While I wholeheartedly agree with him, in a relationship your partner and ever your date is going to find it out one way or the other. Or may wonder forever why they couldn’t connect with you or what it was that you were hiding. A good relationship can also be a monumental support for you, making life that much more manageable and joyful, so it’s worth taking the risk of disclosure.

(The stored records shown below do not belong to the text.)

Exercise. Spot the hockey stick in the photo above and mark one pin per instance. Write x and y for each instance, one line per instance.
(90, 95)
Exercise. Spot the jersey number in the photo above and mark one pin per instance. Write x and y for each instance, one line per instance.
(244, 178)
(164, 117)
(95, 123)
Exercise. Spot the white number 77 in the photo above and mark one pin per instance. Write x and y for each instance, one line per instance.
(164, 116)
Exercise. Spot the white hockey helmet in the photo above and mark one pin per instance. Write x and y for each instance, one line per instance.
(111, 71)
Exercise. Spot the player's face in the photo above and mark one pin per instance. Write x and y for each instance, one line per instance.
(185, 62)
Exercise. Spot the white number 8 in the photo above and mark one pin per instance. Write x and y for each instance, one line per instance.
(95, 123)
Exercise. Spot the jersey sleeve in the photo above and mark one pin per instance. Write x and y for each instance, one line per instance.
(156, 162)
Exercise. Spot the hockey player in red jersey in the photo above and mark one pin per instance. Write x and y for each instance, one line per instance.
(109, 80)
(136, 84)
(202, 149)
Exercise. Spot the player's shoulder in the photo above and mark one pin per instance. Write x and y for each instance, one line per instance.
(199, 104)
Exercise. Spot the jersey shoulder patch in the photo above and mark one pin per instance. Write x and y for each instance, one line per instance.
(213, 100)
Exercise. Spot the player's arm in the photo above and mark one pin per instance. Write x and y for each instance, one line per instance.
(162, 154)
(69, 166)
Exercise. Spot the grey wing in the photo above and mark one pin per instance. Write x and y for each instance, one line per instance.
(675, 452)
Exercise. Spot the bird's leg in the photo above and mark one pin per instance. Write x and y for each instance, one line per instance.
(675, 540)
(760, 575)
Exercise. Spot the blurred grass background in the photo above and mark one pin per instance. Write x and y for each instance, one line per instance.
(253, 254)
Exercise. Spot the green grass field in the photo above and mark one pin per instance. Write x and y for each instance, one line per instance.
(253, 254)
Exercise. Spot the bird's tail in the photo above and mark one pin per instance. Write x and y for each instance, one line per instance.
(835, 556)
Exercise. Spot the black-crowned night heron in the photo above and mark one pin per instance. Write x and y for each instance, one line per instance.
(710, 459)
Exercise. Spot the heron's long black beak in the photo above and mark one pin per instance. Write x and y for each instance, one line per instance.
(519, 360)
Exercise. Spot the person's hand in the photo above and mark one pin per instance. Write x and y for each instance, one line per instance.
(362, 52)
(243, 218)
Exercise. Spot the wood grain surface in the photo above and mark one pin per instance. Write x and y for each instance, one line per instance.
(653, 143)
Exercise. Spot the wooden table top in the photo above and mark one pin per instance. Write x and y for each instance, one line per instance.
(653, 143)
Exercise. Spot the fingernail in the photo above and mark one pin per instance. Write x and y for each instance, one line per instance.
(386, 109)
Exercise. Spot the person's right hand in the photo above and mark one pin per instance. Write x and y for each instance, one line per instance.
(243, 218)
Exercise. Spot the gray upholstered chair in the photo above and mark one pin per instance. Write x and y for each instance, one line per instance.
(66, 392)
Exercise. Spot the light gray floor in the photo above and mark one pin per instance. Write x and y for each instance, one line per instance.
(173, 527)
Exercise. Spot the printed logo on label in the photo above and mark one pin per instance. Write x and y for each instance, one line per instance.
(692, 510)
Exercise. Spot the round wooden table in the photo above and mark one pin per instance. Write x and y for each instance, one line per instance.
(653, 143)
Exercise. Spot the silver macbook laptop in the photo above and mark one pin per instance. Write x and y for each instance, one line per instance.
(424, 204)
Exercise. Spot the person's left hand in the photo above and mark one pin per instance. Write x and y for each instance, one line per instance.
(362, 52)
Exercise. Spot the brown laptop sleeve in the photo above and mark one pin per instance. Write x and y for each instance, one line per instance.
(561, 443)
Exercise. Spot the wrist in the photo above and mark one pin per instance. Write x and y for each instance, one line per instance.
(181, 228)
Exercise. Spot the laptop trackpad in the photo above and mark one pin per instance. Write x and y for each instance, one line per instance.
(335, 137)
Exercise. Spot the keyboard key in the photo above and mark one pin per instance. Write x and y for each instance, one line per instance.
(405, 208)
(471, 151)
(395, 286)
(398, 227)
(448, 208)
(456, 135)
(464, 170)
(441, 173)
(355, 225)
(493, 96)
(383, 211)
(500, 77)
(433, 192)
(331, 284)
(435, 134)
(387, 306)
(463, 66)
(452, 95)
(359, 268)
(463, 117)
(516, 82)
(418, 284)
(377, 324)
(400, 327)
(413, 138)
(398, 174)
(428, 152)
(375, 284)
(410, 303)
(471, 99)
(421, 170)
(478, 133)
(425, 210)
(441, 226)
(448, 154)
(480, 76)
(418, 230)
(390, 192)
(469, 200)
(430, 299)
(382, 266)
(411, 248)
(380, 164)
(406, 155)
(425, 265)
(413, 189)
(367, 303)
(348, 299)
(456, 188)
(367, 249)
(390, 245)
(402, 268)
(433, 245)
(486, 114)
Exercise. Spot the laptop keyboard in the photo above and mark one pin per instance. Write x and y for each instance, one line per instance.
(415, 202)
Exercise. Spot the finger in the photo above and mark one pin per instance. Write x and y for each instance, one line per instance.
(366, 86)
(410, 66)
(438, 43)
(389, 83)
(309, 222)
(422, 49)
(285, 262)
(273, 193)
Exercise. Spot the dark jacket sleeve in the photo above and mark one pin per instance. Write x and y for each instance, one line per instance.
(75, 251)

So not to be pessimistic, but if your new love interest can’t handle your personal brand of ‘crazy normal’, it’s better to part ways sooner that later.
 

Here are 5 tips to help you share with a new friend, date or partner:
 

  1. Self-care. Make sure you’re doing the most you can for yourself. Take your meds both spiritual and physical, see your therapist, stick to your exercises, have fun and work on being a person who would add value to a relationship. Someone who’s falling apart might consider taking some time off instead of dragging a new person along with them, but remember it’s just temporary!
     
  2. Make sure you understand your issues well. If you’re fuzzy about what you’re experiencing you won’t be able to share with your new date or partner, and fuzzy is more scary than clear, trust me. Knowing your strengths and limitations will make it easier for your date or partner to feel safe. Understanding one another’s limits is really important.
     
  3. Establish enough of a relationship to be sure the disclosure is worth it. Mental wellbeing is a very personal situation, and if you’re not comfortable with sharing, you might want to wait and make sure you can trust your new partner to treat you with compassion and respect, even if it leads to a separation – Remember unhealthy compromise in a date and then a relationship isn’t great, find that right one. The last thing you need is drama.
     
  4. Tell a story. Don’t just say “I’m an alcoholic.” Tell them your journey, share your highs and lows, make it easy to feel empathy and understand what you went through. Tell your new partner the struggle, but also what you’re doing to manage yourself, and what challenges you have already overcome. You might even be surprised at how strong you actually are, and great people will congratulate you on your courage!
     
  5. Be honest. Once you’ve shared, tell your new person that you really care, and want to be with them, but that you know there will be challenging times and that you respect their choices. Give them space but be present in case they come back for questions. The disclosure might trigger their own issues, and that will be scary.
     

Love isn’t easy, but it’s worth the work, so good luck and don’t give up: there’s a partner for you out there!